Book Review: Window on the World, by Daphne Spraggett
One of the more worn-out books in our family library is Window on the World. For the past two years, we have read a few pages on Monday mornings to help our four young children (ages 3-9) and ourselves! It helps us think and pray less provincially and more globally.
This book must be the result of a massive labour of love, compiling as it does information from missionaries around the world. It is packed with perks such as,
- colourful pictures of over 100 of the most unreached peoples of the world,
- fascinating facts and helpful summaries of a country or region’s history,
- and lots of details about how to pray for these lost nations, for persecuted believers, and for the cause of the gospel in that location.

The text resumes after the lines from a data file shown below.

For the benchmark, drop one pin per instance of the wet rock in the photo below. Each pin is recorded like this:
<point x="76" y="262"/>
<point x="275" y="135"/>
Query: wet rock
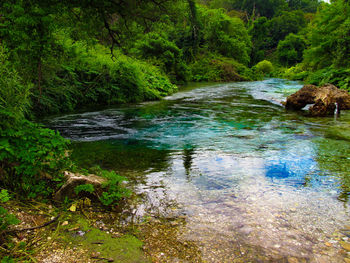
<point x="75" y="179"/>
<point x="345" y="245"/>
<point x="324" y="99"/>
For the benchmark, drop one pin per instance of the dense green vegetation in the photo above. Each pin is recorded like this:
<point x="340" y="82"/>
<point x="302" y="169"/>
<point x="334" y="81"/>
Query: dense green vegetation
<point x="59" y="56"/>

And all this is usually framed around a simple story of an imaginary child-evangelist sharing Christ with another child of that respective people group. What a great tool for raising up future missionaries in our homes!
Unintentionally, Window on the World is also a tool for training children and parents in discernment. This book unfortunately doesn’t escape some of the typical trends toward theological shallowness in missions today. So my wife and I will do a bit of „editing on our feet,” as we use its guidelines for prayer. For example, expect a few too many references to Jesus as our „special friend” rather than as Lord and King, and an overemphasis on the results of the gospel (internal peace) rather than the content of the gospel (forgiveness of sin).
Still, I know of no other tool that compares with Window on the World for teaching kids and parents to pray together with God’s heart for the nations.